Second, thanks to the very interesting commentary from
Drivebyposting,
Aurorawatcher,
Cato,
Kilowatt,
Don't Tread On Me, and
ladykrystyna.
My take.
I have read all three books. My daughter has read them too. She was approximately 16 or so and well along in the series when she recommended them to me.
Critical disclosure: My family is dyed-in-the-wool Catholic of a traditionalist bent.I found the first book wonderful and, had I not known what was coming, would only have sniffed at the Magisterium, wondering where Pullman was going with his ideas.
The second was intriguing and a lot of fun, but not as good as the first. Yet, a fun read. The
subtle knife itself is a way-cool invention of Pullman's imagination. That's the guy in me.
Lyra comes into her own, and the very important character
Will comes to the fore.
Without doubt, the third book of the trilogy was a very serious downer. The anti-Christian veneer of the first two books is stripped off and erupts like a bomb in your face. (If you want a laugh, read the passages describing the demise of "God." Good gosh, is that the best he could muster after all this build-up?) But even so, some passages shone. The City of the Dead chapters, I think they were called, I had to admire for their stifling dreariness; I held a morbid fascination for their creepy feeling akin to reading
H.P. Lovecraft himself. (High praise.) But one passage alone does not a good book make.

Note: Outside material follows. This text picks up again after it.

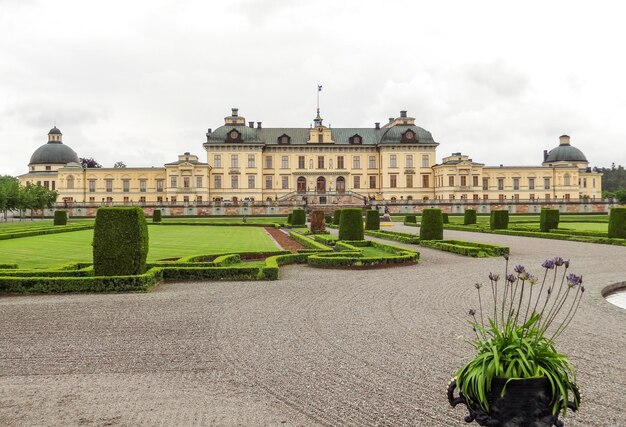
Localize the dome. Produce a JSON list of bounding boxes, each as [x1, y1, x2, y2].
[[379, 125, 435, 144], [29, 141, 80, 165], [206, 125, 262, 143], [544, 135, 588, 163], [48, 126, 62, 135]]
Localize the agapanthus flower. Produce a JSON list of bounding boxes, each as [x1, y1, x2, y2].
[[554, 256, 565, 266], [528, 275, 538, 285], [564, 259, 570, 268], [514, 265, 526, 274], [488, 272, 500, 282], [506, 274, 516, 284], [542, 259, 555, 269], [567, 273, 583, 287]]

My daughter did not have her faith shaken by the books. Not one whit. We both simply enjoyed a good read, if diminishing in quality.
Our faith is much, much too strong for either of us to have been remotely affected by Pullman's ideas. We both agreed that the anti-Christian element of the books was easily the least effective as far as literature is concerned. Pullman would have done well to excise it
en masse.
And then Will and Lyra as the anti-Adam & Eve (third book again). Pullman lacks no subtlety when he sets his sights on religion. He telegraphs his punches from a mile away. Fear not, Christians!
My daughter and I will see this movie and, I suspect, enjoy it. We will maintain the same moral guardianship over our souls as when we watch R-rated action-adventures, body-strewn gangster epics, and demoniacally inspired alien monster movies.